Sleep deprivation is considered a national health epidemic — according to the CDC, an estimated 50 to 70 million Americans suffer from some kind of sleep disorder — so it’s safe to assume that many of us are adversely affected by DST. In fact, research has found that DST coincides with a spike in heart attacks, car accidents and workplace injuries, all of which can be brought on by sleepiness and the disruption of normal circadian rhythms. “I wish I could write a prescription for the day that everyone loses an hour of sleep — to go into work two hours late — because I think we would save a lot of lives,” says Breus.
So, it’s a good idea to approach DST with an advance plan to ensure a more healthful transition. Here are three tips to try:
1. Get in bed earlier. “Remember, sleep is not an on-off switch,” says Breus. “The average person takes 18 minutes to fall asleep. Allow yourself that time to relax in bed before sleep.”
2. The first morning after the time change, expose yourself to light soon after waking.

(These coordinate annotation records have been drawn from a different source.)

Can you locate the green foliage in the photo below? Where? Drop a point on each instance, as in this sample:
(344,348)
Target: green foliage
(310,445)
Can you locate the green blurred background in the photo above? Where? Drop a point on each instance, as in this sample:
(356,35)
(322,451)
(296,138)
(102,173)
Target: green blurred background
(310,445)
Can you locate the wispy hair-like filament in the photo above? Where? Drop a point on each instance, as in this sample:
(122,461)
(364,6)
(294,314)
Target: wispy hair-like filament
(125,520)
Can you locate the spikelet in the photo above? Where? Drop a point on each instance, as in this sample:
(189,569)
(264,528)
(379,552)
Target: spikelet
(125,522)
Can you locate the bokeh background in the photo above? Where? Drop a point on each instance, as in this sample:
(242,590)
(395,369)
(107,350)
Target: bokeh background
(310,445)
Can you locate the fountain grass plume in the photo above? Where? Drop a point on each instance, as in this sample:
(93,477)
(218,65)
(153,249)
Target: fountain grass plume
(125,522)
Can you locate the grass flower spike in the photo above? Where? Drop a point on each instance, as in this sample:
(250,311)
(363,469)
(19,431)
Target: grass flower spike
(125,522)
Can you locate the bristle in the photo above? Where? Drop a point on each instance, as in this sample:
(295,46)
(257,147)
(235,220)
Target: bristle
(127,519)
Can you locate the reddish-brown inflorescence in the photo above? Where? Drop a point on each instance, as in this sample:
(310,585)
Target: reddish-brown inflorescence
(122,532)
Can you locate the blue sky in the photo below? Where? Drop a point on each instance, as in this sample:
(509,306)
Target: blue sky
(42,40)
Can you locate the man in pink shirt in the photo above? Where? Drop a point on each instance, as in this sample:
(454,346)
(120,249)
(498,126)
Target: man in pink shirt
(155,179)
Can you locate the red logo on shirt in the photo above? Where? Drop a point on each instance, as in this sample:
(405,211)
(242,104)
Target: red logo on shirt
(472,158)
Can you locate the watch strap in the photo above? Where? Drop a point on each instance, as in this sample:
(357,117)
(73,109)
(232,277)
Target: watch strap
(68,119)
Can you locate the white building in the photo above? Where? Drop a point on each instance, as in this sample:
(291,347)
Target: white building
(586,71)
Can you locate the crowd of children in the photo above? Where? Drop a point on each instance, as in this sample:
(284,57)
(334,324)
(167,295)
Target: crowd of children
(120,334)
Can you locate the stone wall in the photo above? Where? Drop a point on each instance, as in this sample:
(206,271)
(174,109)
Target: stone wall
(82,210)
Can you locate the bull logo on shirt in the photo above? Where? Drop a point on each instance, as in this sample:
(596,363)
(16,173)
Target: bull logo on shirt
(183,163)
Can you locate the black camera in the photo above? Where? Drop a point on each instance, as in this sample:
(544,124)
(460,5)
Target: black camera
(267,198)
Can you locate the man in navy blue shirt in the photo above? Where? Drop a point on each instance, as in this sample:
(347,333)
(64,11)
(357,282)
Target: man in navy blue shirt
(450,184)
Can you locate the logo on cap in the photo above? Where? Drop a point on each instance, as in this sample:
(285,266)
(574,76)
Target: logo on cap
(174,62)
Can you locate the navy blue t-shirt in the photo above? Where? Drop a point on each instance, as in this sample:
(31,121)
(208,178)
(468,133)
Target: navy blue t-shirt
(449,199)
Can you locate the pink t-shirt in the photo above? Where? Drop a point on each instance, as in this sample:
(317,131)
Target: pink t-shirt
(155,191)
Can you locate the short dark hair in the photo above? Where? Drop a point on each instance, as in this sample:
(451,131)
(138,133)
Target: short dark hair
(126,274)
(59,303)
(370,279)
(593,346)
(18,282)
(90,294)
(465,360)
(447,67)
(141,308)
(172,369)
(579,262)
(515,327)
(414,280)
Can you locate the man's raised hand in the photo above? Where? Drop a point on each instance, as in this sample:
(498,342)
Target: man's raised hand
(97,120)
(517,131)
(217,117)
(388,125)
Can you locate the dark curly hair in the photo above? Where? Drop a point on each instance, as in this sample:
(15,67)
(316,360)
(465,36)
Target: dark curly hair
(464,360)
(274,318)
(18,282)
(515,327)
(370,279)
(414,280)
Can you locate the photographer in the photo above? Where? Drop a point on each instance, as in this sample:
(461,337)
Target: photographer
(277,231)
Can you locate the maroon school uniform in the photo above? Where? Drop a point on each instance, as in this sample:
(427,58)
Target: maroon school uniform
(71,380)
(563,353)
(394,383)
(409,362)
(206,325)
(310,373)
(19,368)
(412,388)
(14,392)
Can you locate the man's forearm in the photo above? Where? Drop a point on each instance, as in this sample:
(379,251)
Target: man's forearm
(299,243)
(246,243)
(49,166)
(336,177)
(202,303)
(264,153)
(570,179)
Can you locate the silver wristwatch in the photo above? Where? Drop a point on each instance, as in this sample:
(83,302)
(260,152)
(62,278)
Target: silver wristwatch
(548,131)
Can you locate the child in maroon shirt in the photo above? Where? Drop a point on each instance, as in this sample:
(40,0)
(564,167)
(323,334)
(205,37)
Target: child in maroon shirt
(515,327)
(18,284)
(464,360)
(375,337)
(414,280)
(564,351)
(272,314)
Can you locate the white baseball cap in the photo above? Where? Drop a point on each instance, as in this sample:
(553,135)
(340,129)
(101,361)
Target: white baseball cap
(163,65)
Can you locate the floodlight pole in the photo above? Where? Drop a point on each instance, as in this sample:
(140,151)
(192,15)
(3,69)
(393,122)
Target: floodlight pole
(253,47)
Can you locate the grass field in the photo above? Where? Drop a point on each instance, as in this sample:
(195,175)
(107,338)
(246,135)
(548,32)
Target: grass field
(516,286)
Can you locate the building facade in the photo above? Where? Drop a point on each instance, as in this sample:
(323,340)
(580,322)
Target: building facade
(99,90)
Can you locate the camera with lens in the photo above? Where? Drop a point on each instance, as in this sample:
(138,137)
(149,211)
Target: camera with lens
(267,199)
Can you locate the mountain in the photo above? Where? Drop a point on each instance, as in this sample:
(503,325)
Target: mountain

This suppresses the production of the sleep-enhancing hormone melatonin, encouraging your mind to be alert and awake, says Breus.

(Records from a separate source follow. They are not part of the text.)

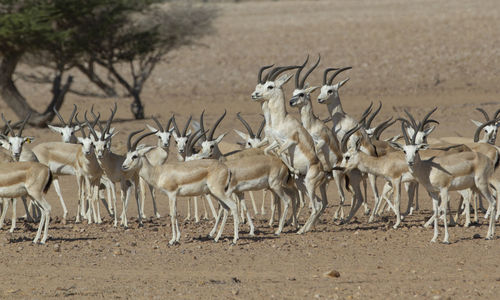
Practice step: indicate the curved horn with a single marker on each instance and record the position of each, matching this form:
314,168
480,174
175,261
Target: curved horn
187,126
478,130
81,126
8,126
175,126
405,134
337,73
326,73
259,78
484,113
413,123
202,127
158,123
309,72
23,124
277,72
297,74
70,121
496,114
134,145
129,139
381,127
212,131
424,120
59,116
95,117
370,119
249,129
365,114
259,132
346,137
108,124
167,128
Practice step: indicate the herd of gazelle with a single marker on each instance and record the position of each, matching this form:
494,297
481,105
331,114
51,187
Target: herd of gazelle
290,158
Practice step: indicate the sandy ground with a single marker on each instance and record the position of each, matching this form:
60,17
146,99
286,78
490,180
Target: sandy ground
413,55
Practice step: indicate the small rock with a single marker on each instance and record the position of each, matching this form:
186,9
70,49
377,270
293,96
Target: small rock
332,274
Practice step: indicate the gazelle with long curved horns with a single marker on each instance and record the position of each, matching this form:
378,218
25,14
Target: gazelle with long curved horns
156,156
190,178
326,143
67,130
110,163
342,122
293,141
442,174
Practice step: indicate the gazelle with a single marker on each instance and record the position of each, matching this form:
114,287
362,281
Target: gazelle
110,163
440,175
156,156
67,130
19,179
190,178
342,122
297,142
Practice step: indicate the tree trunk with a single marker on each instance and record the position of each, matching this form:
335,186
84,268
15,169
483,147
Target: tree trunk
11,95
136,107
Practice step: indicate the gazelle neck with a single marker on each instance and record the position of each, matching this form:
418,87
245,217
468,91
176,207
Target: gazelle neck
307,115
277,108
334,104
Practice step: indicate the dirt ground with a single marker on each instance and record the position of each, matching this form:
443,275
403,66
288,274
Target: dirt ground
414,55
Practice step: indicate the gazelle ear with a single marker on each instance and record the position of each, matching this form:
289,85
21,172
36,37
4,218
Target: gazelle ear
142,149
55,129
244,136
423,146
429,130
151,128
311,89
220,137
396,145
282,80
477,123
343,82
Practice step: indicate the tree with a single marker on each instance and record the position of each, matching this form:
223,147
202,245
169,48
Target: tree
109,41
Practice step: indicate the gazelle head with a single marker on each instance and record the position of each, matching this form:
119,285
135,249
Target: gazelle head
14,143
135,153
330,92
302,93
270,86
490,127
84,140
418,130
411,147
181,138
67,130
102,142
209,145
251,140
162,134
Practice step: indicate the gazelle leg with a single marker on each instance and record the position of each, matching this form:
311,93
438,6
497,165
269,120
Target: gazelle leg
55,182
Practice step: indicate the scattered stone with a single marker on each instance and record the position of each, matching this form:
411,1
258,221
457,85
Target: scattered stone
332,274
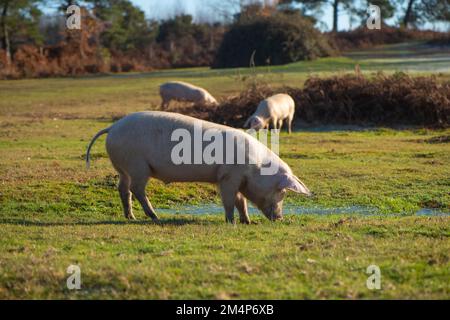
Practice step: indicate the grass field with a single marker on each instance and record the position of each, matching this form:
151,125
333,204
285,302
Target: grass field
54,213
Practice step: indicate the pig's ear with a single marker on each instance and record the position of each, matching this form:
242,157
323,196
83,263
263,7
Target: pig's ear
291,182
247,123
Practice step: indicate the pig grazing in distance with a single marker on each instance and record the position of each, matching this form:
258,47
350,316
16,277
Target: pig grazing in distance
141,146
182,91
272,112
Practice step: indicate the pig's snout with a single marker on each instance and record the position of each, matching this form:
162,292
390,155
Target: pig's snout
273,213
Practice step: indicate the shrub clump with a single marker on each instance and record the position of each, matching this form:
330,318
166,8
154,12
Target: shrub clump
362,37
275,40
349,99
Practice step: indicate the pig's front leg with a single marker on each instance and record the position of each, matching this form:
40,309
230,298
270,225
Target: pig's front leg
228,192
241,205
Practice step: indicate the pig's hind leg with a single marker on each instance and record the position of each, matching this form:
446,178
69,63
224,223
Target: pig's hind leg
139,179
125,196
241,205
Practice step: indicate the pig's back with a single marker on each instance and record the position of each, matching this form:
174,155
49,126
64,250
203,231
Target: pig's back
145,137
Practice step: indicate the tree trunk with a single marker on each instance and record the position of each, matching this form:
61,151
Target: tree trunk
5,39
408,13
335,14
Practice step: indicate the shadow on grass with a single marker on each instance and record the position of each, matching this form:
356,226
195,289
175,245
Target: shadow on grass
161,222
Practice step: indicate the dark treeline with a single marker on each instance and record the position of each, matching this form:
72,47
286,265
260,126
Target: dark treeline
115,35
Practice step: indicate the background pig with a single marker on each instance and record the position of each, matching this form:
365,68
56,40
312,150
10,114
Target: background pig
273,111
182,91
139,146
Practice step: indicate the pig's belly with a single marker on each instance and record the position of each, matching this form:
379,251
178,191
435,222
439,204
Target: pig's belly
185,173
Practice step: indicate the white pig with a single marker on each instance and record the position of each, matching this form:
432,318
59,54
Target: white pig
141,146
273,111
182,91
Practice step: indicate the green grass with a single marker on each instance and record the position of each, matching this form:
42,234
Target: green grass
185,257
54,212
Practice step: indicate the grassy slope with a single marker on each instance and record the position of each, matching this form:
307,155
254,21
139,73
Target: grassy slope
54,213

3. DST creates a form of “social jet lag,” because time is magically added to or subtracted from our day. “It takes your body approximately one day per time zone crossed to accommodate for jet lag,” says Breus, “and that’s basically what we’re talking about here.” To acclimate to DST next year, start going to bed 20 minutes earlier than usual seven days before DST. Two days after that — five days before DST — go to sleep 20 minutes earlier than the previous night (you’ll be hitting the hay 40 minutes earlier than usual). Two days after that — three days before DST– go to sleep 20 minutes earlier than the night before. Once DST comes around, you’ll have already made up for the time lost!